大抵のアドバイスが失敗する理由を知っておこう

まず、行動はその行動に伴う結果によってコントロールされています。行動してすぐにいいこと(欲しいものが手に入ったり嫌なものを避けられたり)があれば、その行動は定着します。しかし、行動しても何も起きなかったり、嫌なことが起きるのであれば、その行動は定着しません。

行動の後に何が起きるかが重要なのです。

しかし、アドバイスとは基本的に「行動の前」に生じる刺激です。つまりアドバイスそのものには行動を変える力は全くありません。行動を変えたいのであれば、行動の後に生じる結果を変える工夫が求められるわけです。

 

またアドバイスへの反発が原因で、行動を変えるどころではないこともあります。カウンターコントロールといって、行動自体を直接変えようとすると反発がおきる事象のこと。

そもそも「いま生じている行動」は、その行動の結果によって定着したものです。外からみて拙いものであったとしても、本人にとっては行動を繰り返すだけの何らかのメリットがあります。

そういった行動を無理やり止めさせようとしたり、変えさせようとすることは、相手の攻撃的な反応(≒反発)を引き出すきっかけとなり得ます。

 

さて、アドバイスが機能しない理由は他にも考えられます(多いですね!)。
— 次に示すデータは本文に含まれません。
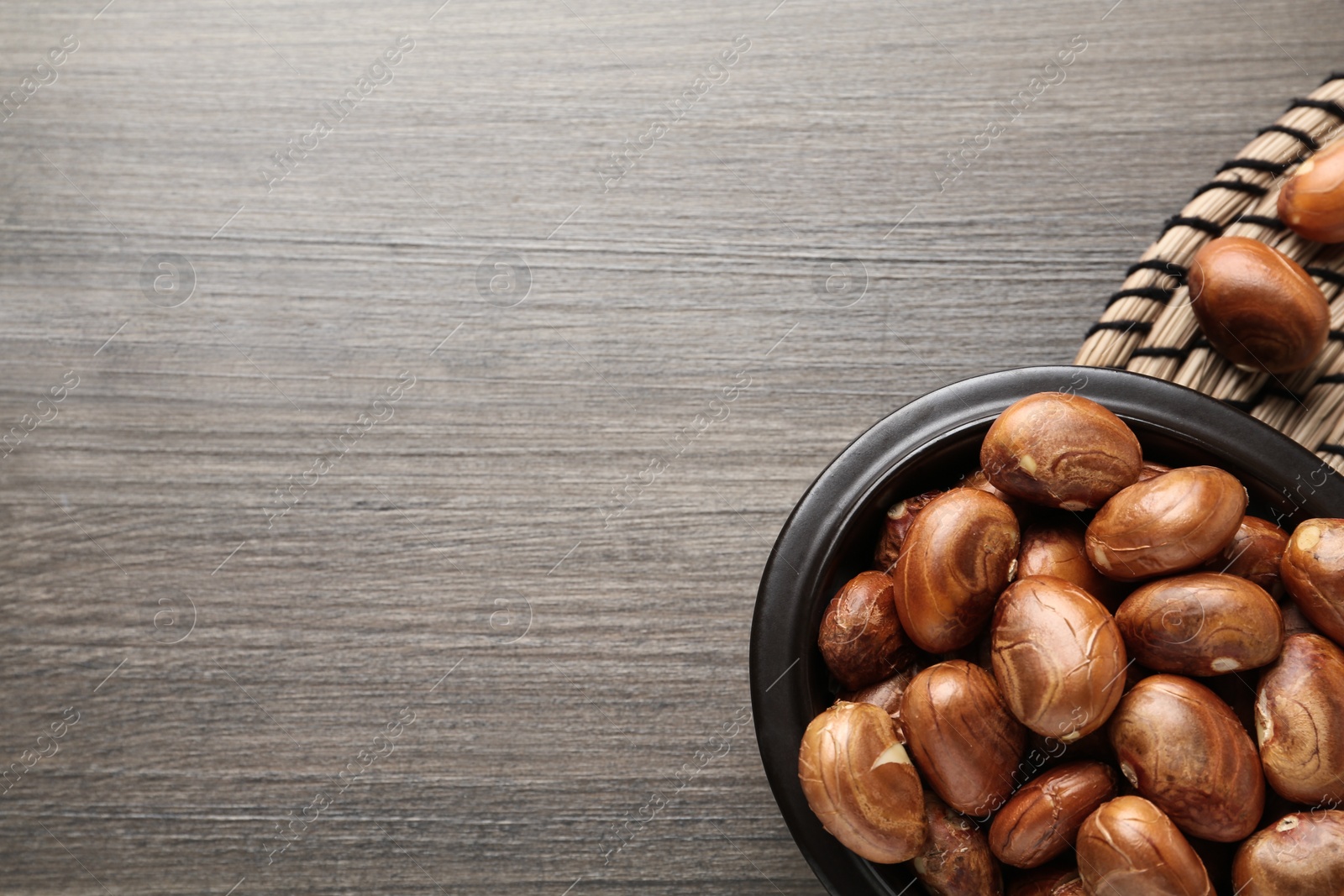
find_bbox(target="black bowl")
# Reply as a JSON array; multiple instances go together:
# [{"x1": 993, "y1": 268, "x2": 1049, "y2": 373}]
[{"x1": 751, "y1": 367, "x2": 1344, "y2": 896}]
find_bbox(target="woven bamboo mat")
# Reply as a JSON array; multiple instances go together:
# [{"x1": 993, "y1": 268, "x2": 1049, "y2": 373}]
[{"x1": 1074, "y1": 71, "x2": 1344, "y2": 473}]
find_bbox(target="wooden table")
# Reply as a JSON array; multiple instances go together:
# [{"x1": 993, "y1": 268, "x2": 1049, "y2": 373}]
[{"x1": 0, "y1": 0, "x2": 1344, "y2": 896}]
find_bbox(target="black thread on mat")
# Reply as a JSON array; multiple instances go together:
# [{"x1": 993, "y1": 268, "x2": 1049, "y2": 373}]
[
  {"x1": 1289, "y1": 97, "x2": 1344, "y2": 118},
  {"x1": 1131, "y1": 345, "x2": 1189, "y2": 359},
  {"x1": 1215, "y1": 159, "x2": 1297, "y2": 176},
  {"x1": 1084, "y1": 321, "x2": 1153, "y2": 340},
  {"x1": 1302, "y1": 265, "x2": 1344, "y2": 286},
  {"x1": 1191, "y1": 180, "x2": 1268, "y2": 199},
  {"x1": 1106, "y1": 292, "x2": 1176, "y2": 314},
  {"x1": 1125, "y1": 258, "x2": 1185, "y2": 284},
  {"x1": 1232, "y1": 215, "x2": 1288, "y2": 231},
  {"x1": 1163, "y1": 215, "x2": 1223, "y2": 237},
  {"x1": 1255, "y1": 125, "x2": 1321, "y2": 152}
]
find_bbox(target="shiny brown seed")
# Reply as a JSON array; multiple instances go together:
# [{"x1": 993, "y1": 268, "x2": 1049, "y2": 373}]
[
  {"x1": 872, "y1": 491, "x2": 942, "y2": 572},
  {"x1": 1279, "y1": 600, "x2": 1320, "y2": 638},
  {"x1": 892, "y1": 489, "x2": 1020, "y2": 652},
  {"x1": 1087, "y1": 466, "x2": 1247, "y2": 582},
  {"x1": 840, "y1": 666, "x2": 919, "y2": 743},
  {"x1": 1207, "y1": 516, "x2": 1288, "y2": 592},
  {"x1": 990, "y1": 576, "x2": 1126, "y2": 743},
  {"x1": 1109, "y1": 674, "x2": 1265, "y2": 842},
  {"x1": 1279, "y1": 520, "x2": 1344, "y2": 652},
  {"x1": 1008, "y1": 867, "x2": 1082, "y2": 896},
  {"x1": 1188, "y1": 237, "x2": 1331, "y2": 374},
  {"x1": 990, "y1": 762, "x2": 1118, "y2": 867},
  {"x1": 798, "y1": 703, "x2": 929, "y2": 862},
  {"x1": 900, "y1": 659, "x2": 1026, "y2": 815},
  {"x1": 1050, "y1": 878, "x2": 1091, "y2": 896},
  {"x1": 1017, "y1": 520, "x2": 1126, "y2": 611},
  {"x1": 1078, "y1": 797, "x2": 1214, "y2": 896},
  {"x1": 1138, "y1": 461, "x2": 1172, "y2": 482},
  {"x1": 817, "y1": 572, "x2": 916, "y2": 689},
  {"x1": 1278, "y1": 141, "x2": 1344, "y2": 244},
  {"x1": 979, "y1": 392, "x2": 1142, "y2": 511},
  {"x1": 1116, "y1": 572, "x2": 1284, "y2": 676},
  {"x1": 910, "y1": 790, "x2": 1004, "y2": 896},
  {"x1": 1255, "y1": 634, "x2": 1344, "y2": 807},
  {"x1": 1232, "y1": 809, "x2": 1344, "y2": 896}
]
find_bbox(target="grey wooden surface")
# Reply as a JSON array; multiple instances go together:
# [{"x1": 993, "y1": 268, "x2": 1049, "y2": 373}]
[{"x1": 0, "y1": 0, "x2": 1344, "y2": 896}]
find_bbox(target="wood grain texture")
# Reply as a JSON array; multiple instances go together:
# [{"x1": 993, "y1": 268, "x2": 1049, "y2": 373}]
[{"x1": 0, "y1": 0, "x2": 1344, "y2": 896}]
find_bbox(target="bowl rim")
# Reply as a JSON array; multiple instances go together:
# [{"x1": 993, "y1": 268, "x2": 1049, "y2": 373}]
[{"x1": 748, "y1": 365, "x2": 1344, "y2": 896}]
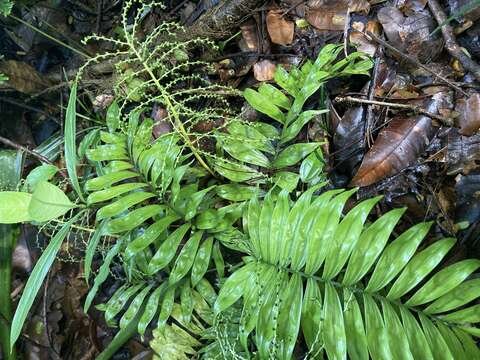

その理由を説明するために、まずアドバイスが有効に機能する状況を押さえておきましょう。

アドバイスがプロンプトとしての役割を持ち、適切な行動をとってすぐに良い結果が得られた場合、アドバイスは行動を変化させるきっかけになります。

例えば、外国人観光客が電車の改札を通ろうとして、切符の入れ方が分からず何度も止められていたとしましょう。そんなとき切符の入れ方をアドバイスして、その外国人がそのとおりに行動したとするなら、すぐに「改札を通過できた」という良い結果が得られるはずです。そしてその結果によって、次に改札を通るときには、適切に切符を入れることができることでしょう。

このようにアドバイスが適切な行動のきかっけとして働き、すぐに良い結果が得られるような状況においては、行動を変えることが可能です。…ところが、そんなアドバイスが有効に働くはずの状況においてさえ、やっぱり上手くいかないことがあるのです。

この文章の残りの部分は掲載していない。